I am Dr. Caroline Wiwie, I graduated from James Cook University, Australia, but now I live in Indonesia. My major is reproductive biotechnologies.
I would like to give you my views about reproductive technologies in the livestock sector. First of all, as we can see easily, there is a big difference in the livestock sector between Australia and Indonesia, and the main problem is income per capita: for Indonesian people it is too low if we compare with Australian. Starting from this point of view, we cannot expect too much in this minimum condition in Indonesia. For example, in Indonesia, farmers usually only have a few head of cattle (one to three) and keep them near their little houses and the same thing with goats and sheep, they only have a few head, they keep their animals as money saved for future use, so it is so hard to improve this condition unless the government help them.
Talking about the government, again we would come across many problems, as I had experience as a consultant for the livestock sector for some projects of Asian Development Bank (ADB) and also World Bank projects, one of my team's proposals was accepted by ADB and funded about US $ 35 million (in 1994), but I don't think this project was well run.

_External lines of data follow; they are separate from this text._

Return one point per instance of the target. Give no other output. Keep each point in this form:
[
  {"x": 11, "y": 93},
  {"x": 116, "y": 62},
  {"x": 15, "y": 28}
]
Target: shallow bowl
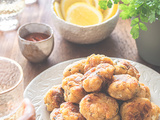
[{"x": 35, "y": 51}]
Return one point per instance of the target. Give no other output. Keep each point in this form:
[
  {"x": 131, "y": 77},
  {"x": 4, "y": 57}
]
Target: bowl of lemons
[{"x": 83, "y": 21}]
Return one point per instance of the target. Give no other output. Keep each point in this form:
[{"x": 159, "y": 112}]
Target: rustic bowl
[
  {"x": 84, "y": 34},
  {"x": 35, "y": 51}
]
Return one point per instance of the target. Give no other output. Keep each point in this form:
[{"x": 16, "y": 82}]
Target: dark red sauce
[{"x": 36, "y": 37}]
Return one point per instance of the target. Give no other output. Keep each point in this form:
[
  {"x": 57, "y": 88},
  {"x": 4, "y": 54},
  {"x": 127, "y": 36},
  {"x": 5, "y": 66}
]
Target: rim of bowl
[
  {"x": 117, "y": 13},
  {"x": 20, "y": 78},
  {"x": 37, "y": 24}
]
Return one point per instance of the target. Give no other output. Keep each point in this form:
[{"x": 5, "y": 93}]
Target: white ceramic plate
[{"x": 36, "y": 90}]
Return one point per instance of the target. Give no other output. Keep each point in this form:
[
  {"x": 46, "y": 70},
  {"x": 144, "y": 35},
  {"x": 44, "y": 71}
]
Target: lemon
[
  {"x": 91, "y": 2},
  {"x": 65, "y": 4},
  {"x": 83, "y": 14},
  {"x": 110, "y": 12},
  {"x": 96, "y": 4},
  {"x": 57, "y": 9}
]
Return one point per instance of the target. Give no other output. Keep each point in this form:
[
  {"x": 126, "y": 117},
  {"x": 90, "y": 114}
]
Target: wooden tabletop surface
[{"x": 119, "y": 44}]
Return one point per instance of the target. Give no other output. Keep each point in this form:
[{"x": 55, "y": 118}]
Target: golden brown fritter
[
  {"x": 136, "y": 109},
  {"x": 98, "y": 106},
  {"x": 125, "y": 67},
  {"x": 54, "y": 97},
  {"x": 73, "y": 89},
  {"x": 70, "y": 111},
  {"x": 155, "y": 112},
  {"x": 94, "y": 60},
  {"x": 98, "y": 76},
  {"x": 76, "y": 67},
  {"x": 56, "y": 115},
  {"x": 144, "y": 91},
  {"x": 123, "y": 87}
]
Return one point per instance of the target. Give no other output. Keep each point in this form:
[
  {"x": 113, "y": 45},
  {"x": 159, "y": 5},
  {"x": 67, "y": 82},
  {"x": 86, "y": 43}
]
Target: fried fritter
[
  {"x": 98, "y": 106},
  {"x": 54, "y": 97},
  {"x": 70, "y": 111},
  {"x": 117, "y": 117},
  {"x": 123, "y": 87},
  {"x": 144, "y": 91},
  {"x": 136, "y": 109},
  {"x": 155, "y": 112},
  {"x": 76, "y": 67},
  {"x": 56, "y": 115},
  {"x": 67, "y": 111},
  {"x": 98, "y": 76},
  {"x": 73, "y": 89},
  {"x": 94, "y": 60},
  {"x": 125, "y": 67}
]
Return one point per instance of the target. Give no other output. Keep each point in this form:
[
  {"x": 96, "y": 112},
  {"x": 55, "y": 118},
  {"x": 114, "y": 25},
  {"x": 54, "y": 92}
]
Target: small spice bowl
[{"x": 36, "y": 50}]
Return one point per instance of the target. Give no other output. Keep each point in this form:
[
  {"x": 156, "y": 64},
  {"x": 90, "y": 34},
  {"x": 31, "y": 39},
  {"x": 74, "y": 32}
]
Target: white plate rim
[{"x": 144, "y": 71}]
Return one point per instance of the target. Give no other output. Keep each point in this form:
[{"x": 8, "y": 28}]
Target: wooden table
[{"x": 119, "y": 44}]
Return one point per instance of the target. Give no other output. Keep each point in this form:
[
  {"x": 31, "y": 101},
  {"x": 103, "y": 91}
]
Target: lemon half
[{"x": 83, "y": 14}]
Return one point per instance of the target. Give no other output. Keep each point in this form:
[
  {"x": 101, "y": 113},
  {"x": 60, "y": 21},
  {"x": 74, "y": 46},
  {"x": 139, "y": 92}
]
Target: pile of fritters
[{"x": 98, "y": 88}]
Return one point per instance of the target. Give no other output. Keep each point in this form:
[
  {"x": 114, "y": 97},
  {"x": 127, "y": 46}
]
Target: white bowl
[{"x": 84, "y": 34}]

The problems are too many, no professionalism, no discipline, etc.
I think as a developing country, Indonesia for the time being only needs to multiply the livestock population with good quality of animals through reproductive biotechnologies, such as embryo transfer and artificial insemination as a basic need. If budget is provided for this project, there should be professionals who handle everything, otherwise it would be a waste of everything.
I think I'll stop my comments here and am happy for your response.